Good morning, and welcome to Tuesday, May 30. Today’s Briefing was written by Rick Seltzer, with contributions from Julia Piper. Write to me: rick.seltzer@chronicle.com.
A faculty union makes a clever election play
Local politics are often overlooked, but they directly shape policies and lives — including at colleges.
At one Oregon college this year, no one registered to run for two open board seats that are democratically elected. So the faculty union at Blue Mountain Community College scrambled a quick write-in campaign for the election, which was held this month.
Now, a laid-off instructor and a faculty member who is about to lose her job have the inside track to winning board seats. Scott Wallace, who was an accounting instructor at the college, was laid off last year. Dulcie Hays will lose her position as an instructor when the college shuts down a corrections-education program.
It’s been a difficult few years for Blue Mountain. Officials say falling enrollment is driving a need for budget cuts and layoffs.
But the faculty union isn’t brash about flexing its muscles in the election. The goal is to provide balance and perspective for the board, Sascha McKeon, president of the Blue Mountain Community College Faculty Association, told the Daily Briefing.
- “It’s very easy for these civil servants to get tunnel vision and think, ‘I’m responsible for passing a balanced budget and this is the hand I’m dealt.’”
- But board members don’t see students day-to-day, making it hard for them to fully appreciate the value of programs that may be on the chopping block.
- The members the union backed won’t form a majority on the board, which has seven seats.
Candidates wouldn’t typically run unless they were tapped by someone already on the board, according to McKeon.
Yet it doesn’t take many votes to win.
- “I talked to my neighbors. I put it on Facebook,” Hays told the Daily Briefing.
- Hays led her race with 14 votes as of last week, with officials still tallying ballots.
- Wallace led his race with 92 votes.
The bigger issue: Educators are surprisingly rare on college governing boards.
Just over 9 percent of public board members work in higher education, according to a 2021 report from the Association of Governing Boards of Universities and Colleges. Only about 2 percent of members were retired from jobs in higher ed. (Those statistics cover mostly four-year institutions and don’t differentiate between appointed board seats and elected seats, which are less common.)

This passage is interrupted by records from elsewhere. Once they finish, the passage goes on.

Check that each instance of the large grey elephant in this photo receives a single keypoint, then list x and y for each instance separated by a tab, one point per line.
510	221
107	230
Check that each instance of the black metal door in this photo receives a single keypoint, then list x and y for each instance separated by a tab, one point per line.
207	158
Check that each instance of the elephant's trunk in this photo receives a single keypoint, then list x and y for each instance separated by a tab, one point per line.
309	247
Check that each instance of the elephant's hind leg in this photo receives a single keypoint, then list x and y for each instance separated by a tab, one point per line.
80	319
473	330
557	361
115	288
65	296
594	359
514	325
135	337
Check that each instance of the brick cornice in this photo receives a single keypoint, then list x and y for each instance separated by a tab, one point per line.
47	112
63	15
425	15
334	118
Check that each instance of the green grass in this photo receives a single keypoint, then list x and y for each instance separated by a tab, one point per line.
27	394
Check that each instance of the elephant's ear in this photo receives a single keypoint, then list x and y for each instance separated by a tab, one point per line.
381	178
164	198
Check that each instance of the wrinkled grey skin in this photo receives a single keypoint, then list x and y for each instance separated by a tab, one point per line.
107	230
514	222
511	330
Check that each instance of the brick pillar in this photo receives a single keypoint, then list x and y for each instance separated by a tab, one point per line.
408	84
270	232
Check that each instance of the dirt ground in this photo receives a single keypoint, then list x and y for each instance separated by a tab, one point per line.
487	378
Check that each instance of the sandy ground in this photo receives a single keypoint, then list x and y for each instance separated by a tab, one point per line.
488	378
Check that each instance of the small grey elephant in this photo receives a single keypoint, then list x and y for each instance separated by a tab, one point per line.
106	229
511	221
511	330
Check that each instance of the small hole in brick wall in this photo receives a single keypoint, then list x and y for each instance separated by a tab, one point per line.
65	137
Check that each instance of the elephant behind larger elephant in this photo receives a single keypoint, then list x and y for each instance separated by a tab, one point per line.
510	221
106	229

Local boards tend to be stocked with business owners and lawyers for a reason. Where elections are involved, campaigns take time and, often, money. Positions are usually time-consuming and unpaid.
Some governing boards have seats reserved for faculty representatives. But college employees are often barred from serving on the governing boards of the institutions that employ them, which can prevent conflicts of interest and outline distinct roles for faculty members and boards under shared governance. That’s the case at Blue Mountain. Yet its faculty union found a clever way to give itself a shot at educators having a more meaningful say in the college’s future.
Would other local governing bodies — from the zoning board to the state legislature — benefit from more educators?
Quotable: “To see that no one filed for these positions and it was basically an uncontested vote — we took it as an opportunity,” McKeon said.